Addio a Beckenbauer jr, il kaiser sfortunato

Era il vanto di papà «Kaiser» Franz: il primogenito dei suoi cinque figli era stato l'unico ad aver intrapreso la carriera sportiva. Ma una lunga malattia, che negli ultimi anni lo aveva allontanato gradualmente dal calcio, lo ha portato via a soli 46 anni. Una notizia che ha sconvolto l'ambiente Bayern del quale Stephan Beckenbauer, che lascia moglie e tre bambini, aveva fatto parte.

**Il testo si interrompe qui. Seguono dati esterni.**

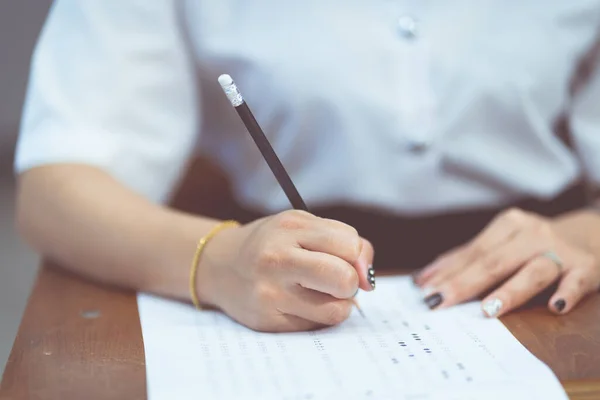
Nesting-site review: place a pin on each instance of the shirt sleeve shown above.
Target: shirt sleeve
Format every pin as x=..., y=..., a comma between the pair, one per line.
x=584, y=121
x=112, y=85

Calciatore di talento, nella sua carriera fu schiacciato dal continuo paragone con il padre. «Impossibile tenere testa, era semplicemente troppo bravo», aveva raccontato Stephan in un'intervista alla «Süddeutsche Zeitung». Aveva cominciato la carriera nelle giovanili del Bayern, ma non arrivò mai in prima squadra, giocando in Bundesliga solo 12 partite con il Saarbrücken. Tornato a Monaco, dove andò in campo solo con la seconda squadra, terminò la carriera per un brutto infortunio al ginocchio. Fu allora che divenne tecnico della «cantera» bavarese, forgiando giocatori come Schweinsteiger, Hummels e Müller, campioni del mondo in Brasile nel 2014, e poi osservatore. Ieri il Bayern, impegnato nella Supercoppa con il Wolfsburg, ha giocato anche per lui.

Anche importanti calciatori italiani hanno perso figli calciatori in circostanze tragiche: il ricordo più drammatico riguarda Niccolò, primogenito dell'ex portiere di Milan, Fiorentina e Nazionale Giovanni Galli, morì il 9 febbraio 2001 in un incidente in motorino vicino al centro tecnico del Bologna, perdendo il controllo del mezzo e sbattendo contro un guard rail in manutenzione, dove era stato lasciato un tubo d'acciaio in posizione pericolosa. E anche l'ultimogenito di Salvatore Bagni, Raffaele di appena tre anni, rimase vittima di un incredibile incidente nell'auto del padre.